Corruption pulls down RP in think tank’s 2009 report

Published by rudy Date posted on January 14, 2009

The Philippines’ ranking in global economic freedom fell 12 notches and found the country “mostly unfree,” because of alleged corruption in the government and a weak judicial system, a US-based think tank said Tuesday.

The conservative Heritage Foundation report entitled “The 2009 Index of Economic Freedom” gave the Philippine economy a score index of 56.8 percent, which makes it the world’s 104th freest among 179 countries.

In the 2008 index, the Philippines ranked 92nd with a score of 56.9 percent and in 2007, the country scored 57.4 percent, ranking 97th.

In Asia-Pacific, the country ranked 20th out of 41 countries with its overall score slightly below the world average.

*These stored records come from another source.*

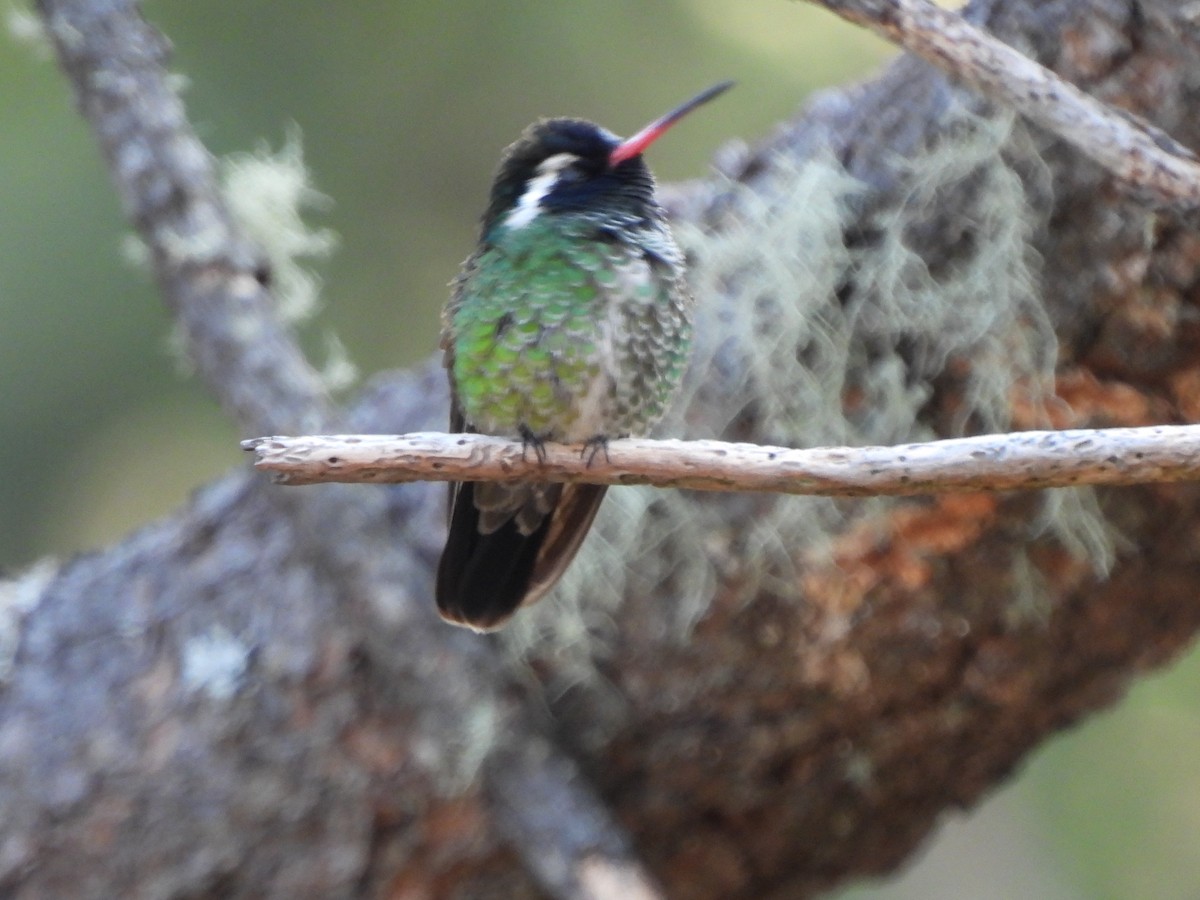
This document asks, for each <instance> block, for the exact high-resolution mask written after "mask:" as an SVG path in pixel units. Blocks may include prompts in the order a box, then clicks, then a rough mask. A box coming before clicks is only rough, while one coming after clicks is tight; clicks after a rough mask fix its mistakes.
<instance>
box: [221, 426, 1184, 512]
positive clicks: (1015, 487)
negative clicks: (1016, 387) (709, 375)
mask: <svg viewBox="0 0 1200 900" xmlns="http://www.w3.org/2000/svg"><path fill="white" fill-rule="evenodd" d="M242 448H244V449H246V450H250V451H253V452H254V455H256V456H257V460H256V461H254V464H256V466H257V467H258V468H260V469H265V470H268V472H272V473H275V475H276V480H277V481H278V482H280V484H286V485H314V484H320V482H323V481H343V482H348V484H361V482H374V484H402V482H406V481H426V480H427V481H528V480H541V481H566V482H586V484H593V485H654V486H655V487H678V488H688V490H692V491H767V492H772V493H794V494H815V496H822V497H868V496H892V497H900V496H912V494H922V493H946V492H958V491H1009V490H1032V488H1040V487H1073V486H1078V485H1138V484H1152V482H1169V481H1195V480H1200V426H1196V425H1180V426H1166V425H1164V426H1156V427H1147V428H1109V430H1076V431H1028V432H1016V433H1013V434H985V436H980V437H972V438H956V439H952V440H935V442H930V443H924V444H904V445H901V446H864V448H848V446H842V448H816V449H811V450H790V449H787V448H781V446H762V445H758V444H730V443H725V442H720V440H642V439H625V440H612V442H610V443H608V445H607V449H606V450H598V451H595V452H593V449H592V448H586V449H582V450H581V448H578V446H570V445H565V444H545V445H542V448H541V449H540V450H539V452H534V451H533V450H530V449H529V448H527V446H524V445H523V444H522V443H521V442H520V440H506V439H503V438H492V437H486V436H482V434H440V433H420V434H400V436H395V437H392V436H386V434H336V436H320V434H316V436H307V437H295V438H288V437H272V438H257V439H254V440H245V442H242Z"/></svg>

The top 10 “most free” economies are Hong Kong, Singapore, Australia, Ireland, New Zealand, the United States, Canada, Denmark, Switzerland and the United Kingdom.

Among other Southeast Asian countries, Malaysia ranked 58th; Thailand, 67th; Indonesia, 131st; and Vietnam, 145th.

The US think tank said the Philippines ranked low in freedom from corruption with a score of 25 percent.

“Corruption is perceived as pervasive,” Heritage Foundation said. “The Philippines ranks 131st out of 179 countries in Transparency International’s Corruption Perceptions Index for 2007.”

The report stressed that a culture of corruption is long-standing in the country.

“Enforcement of anti-corruption laws is inconsistent, and the public perception of judicial, executive and legislative corruption remains high,” the US think tank added.

The group said the country’s judicial system is weak and only scored 30 percent.

“Judges are nominally independent, but some have been appointed strictly for political reasons and are corrupt. Organized crime is a strong impediment to the administration of justice, and delays and uncertainty concern investors. Despite some progress, enforcement of intellectual-property rights remains problematic,” Heritage Foundation added.

“The judicial system is weak and vulnerable to extensive political influence,” it said.

The Philippines is also weak in business freedom and investment freedom, the think tank added.

Good points

Meanwhile, the Philippines scored well on trade freedom, 78.6 percent; fiscal freedom, 75.4 percent; government size, 90.8 percent; monetary freedom, 77.2 percent; financial freedom, 50 percent; and labor freedom, 51.4 percent.

“The Philippines has pursued a series of structural-reform measures to develop a more vibrant private sector, generate more job opportunities and enhance business competitiveness. Overall progress has been mixed, and the Philippines still relies heavily on remittances from abroad. The economy scores above the world average in four of the 10 economic freedoms,” Heritage Foundation said.

Under its scoring system, the think tank considers a country as “free” if its average overall score ranges from 80 percent to 100 percent. “Mostly free” countries have an average overall score of 70 percent to 79.9 percent, while “mostly unfree” countries average 50 percent to 59.9 percent. “Repressed” countries score 0 percent to 49.9 percent.

The 2009 Index of Economic Freedom measures 179 countries against a list of 50 independent variables divided into 10 broad factors of economic freedom, such as trade policy, fiscal burden, government intervention, monetary policy, foreign investment, banking and finance, wages and prices, property rights, regulation and informal market.

The report said the low scores are more desirable. The higher the score on a factor, the greater the level of government interference in the economy and the less economic freedom a country enjoys.